This website is created for the project Music and Me: how children think about music. Music is universal in our lives and is thought to have been co-evolved a social cohesion activity (Savage et al., 2020). It is profoundly important from infancy to death.
In a study using an experience sampling method on everyday use of music, participants listened to music in 37% of the sampled episodes (Juslin, Lijestrom, Vastfjall, Barradas, & Silva, 2008). What about children and music? Lee and Welch (2017) found that 54% of teachers reported using background music during children’s free-play and finding this activity helpful in supporting content-related curriculum. Another study by Gillespie and Gillespie (2010) also reported that music is used 6.5 times per hour, on average, in classrooms to scaffold children’s learning and facilitate everyday activities.
Additionally, some studies have suggested that there is a strong association between music and language (even writing skills), during early development (Chan, Ho, Cheung, 1998; Moreno et al., 2009).

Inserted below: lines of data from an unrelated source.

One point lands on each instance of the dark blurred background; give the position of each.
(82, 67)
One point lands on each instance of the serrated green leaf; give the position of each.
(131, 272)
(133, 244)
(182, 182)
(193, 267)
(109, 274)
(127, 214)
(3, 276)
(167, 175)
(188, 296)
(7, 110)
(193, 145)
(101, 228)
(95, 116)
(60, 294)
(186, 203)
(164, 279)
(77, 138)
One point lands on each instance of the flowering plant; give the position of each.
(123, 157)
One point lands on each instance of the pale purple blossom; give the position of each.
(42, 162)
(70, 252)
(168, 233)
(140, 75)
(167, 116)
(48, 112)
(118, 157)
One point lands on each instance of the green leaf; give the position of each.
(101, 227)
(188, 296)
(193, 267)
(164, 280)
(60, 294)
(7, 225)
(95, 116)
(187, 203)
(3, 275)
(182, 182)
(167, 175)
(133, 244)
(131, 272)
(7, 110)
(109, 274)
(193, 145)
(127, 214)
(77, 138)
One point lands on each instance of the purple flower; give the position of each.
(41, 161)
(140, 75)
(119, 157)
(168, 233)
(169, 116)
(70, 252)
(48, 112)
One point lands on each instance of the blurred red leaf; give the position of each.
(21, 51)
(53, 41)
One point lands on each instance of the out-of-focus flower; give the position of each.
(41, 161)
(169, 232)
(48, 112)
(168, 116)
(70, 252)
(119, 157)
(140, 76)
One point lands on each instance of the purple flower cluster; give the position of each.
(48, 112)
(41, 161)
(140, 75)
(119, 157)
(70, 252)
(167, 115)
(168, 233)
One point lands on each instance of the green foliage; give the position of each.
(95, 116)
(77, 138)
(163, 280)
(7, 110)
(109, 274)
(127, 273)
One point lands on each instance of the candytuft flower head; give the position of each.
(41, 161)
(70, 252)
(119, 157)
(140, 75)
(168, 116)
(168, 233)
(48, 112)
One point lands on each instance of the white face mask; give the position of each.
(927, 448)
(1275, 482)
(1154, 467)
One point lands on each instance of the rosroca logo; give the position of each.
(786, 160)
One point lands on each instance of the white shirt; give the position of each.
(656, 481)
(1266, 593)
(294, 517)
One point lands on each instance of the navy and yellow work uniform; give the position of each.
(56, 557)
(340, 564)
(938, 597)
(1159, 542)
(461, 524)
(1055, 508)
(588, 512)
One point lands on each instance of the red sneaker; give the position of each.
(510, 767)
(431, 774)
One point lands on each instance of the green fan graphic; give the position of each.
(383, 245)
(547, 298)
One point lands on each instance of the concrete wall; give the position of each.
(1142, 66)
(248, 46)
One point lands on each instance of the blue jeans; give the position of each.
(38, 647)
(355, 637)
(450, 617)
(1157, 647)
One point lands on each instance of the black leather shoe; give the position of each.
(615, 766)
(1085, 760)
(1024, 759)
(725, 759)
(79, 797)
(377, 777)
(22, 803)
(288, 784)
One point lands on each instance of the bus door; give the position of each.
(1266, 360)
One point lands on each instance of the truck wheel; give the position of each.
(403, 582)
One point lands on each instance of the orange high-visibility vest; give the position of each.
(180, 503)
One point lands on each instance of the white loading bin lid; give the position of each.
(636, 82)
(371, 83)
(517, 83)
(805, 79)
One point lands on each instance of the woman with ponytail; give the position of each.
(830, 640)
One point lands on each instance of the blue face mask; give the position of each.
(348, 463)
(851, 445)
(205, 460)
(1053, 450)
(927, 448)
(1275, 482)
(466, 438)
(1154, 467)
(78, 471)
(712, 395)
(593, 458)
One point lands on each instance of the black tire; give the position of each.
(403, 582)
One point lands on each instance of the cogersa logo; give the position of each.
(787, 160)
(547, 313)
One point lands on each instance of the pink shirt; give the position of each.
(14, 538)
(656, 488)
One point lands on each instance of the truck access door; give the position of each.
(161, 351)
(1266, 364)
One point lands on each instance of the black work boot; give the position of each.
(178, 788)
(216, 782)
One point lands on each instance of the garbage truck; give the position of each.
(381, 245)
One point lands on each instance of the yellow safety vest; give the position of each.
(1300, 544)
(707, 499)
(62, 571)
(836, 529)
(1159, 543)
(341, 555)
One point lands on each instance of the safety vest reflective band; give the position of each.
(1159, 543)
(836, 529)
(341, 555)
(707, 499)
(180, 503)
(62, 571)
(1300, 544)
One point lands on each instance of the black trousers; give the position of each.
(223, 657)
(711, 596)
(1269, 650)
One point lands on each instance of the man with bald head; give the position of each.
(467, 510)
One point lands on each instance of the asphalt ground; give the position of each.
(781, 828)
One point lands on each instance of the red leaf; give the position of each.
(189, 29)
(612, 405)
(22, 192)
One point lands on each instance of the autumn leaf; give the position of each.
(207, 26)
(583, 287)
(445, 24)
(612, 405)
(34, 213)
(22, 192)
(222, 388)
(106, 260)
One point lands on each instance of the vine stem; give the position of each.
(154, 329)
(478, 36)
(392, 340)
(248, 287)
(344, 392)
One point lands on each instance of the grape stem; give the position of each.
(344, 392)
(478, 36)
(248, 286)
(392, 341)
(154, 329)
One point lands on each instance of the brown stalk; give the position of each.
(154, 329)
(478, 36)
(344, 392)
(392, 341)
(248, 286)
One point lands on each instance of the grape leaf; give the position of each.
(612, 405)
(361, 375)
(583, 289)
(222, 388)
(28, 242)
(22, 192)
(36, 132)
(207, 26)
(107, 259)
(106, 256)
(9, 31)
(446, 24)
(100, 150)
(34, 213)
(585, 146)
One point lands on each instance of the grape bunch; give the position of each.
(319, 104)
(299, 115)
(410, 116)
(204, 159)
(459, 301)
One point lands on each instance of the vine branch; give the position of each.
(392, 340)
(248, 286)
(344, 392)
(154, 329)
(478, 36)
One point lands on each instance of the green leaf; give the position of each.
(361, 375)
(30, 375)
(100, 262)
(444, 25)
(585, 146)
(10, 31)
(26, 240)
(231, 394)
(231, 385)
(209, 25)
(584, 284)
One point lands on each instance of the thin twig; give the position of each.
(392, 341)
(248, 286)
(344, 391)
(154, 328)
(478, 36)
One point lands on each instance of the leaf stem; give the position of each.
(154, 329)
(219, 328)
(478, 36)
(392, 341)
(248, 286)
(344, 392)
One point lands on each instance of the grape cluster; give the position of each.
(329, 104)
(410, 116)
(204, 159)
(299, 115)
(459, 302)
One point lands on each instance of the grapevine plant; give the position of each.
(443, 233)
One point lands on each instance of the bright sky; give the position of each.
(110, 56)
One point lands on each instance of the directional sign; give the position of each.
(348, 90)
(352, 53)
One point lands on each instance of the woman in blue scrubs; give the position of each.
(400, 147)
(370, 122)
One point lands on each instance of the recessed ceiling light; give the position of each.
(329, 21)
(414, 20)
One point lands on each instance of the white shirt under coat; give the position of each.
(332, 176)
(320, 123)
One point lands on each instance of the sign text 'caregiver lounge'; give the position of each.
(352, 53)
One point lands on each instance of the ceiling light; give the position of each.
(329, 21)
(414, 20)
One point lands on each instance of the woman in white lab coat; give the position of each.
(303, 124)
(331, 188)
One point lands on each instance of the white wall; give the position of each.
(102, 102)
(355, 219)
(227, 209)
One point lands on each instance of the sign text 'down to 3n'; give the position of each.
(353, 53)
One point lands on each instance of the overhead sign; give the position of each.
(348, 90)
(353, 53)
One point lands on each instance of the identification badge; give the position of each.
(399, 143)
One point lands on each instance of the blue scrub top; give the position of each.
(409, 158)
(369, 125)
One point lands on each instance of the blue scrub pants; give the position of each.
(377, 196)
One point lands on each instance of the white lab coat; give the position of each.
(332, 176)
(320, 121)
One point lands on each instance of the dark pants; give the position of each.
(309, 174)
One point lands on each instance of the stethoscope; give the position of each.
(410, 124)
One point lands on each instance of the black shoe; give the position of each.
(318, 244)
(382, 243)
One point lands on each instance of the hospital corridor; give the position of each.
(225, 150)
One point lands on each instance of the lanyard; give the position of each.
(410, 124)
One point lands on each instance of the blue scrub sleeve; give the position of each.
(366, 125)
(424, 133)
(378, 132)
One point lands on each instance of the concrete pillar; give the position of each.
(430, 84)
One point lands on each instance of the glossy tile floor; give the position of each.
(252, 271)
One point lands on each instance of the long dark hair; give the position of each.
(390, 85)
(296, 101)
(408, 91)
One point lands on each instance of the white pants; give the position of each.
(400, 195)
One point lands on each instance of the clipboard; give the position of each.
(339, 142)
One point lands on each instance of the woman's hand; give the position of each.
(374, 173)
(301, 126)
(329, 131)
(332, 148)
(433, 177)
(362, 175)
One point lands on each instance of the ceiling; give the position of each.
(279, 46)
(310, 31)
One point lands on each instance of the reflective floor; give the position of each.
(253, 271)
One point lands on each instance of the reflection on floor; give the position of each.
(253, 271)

Apparently, this is effect is long-lasting too; even if a person had not played music for more than 40 years early musical training can prevent later cognitive decline.
However, formal music education does not start before the age of 5 and exposure to music in the first year of life is incidental. It is usually based on parental musical preferences and habits, or nursery rhymes and songs learnt in early childcare. It seems that music education in school-aged children is subject to ever rising tuition fees and results in music becoming less and less accessible.
This project aims to understand how children relate to music and how they can tell this in their drawings. Drawing is a relatively early skill to develop and does not depend on language, thus it can be used from very young ages from all around the world. Children’s drawings are extremely salient descriptors of how they see the world, salient even for other children.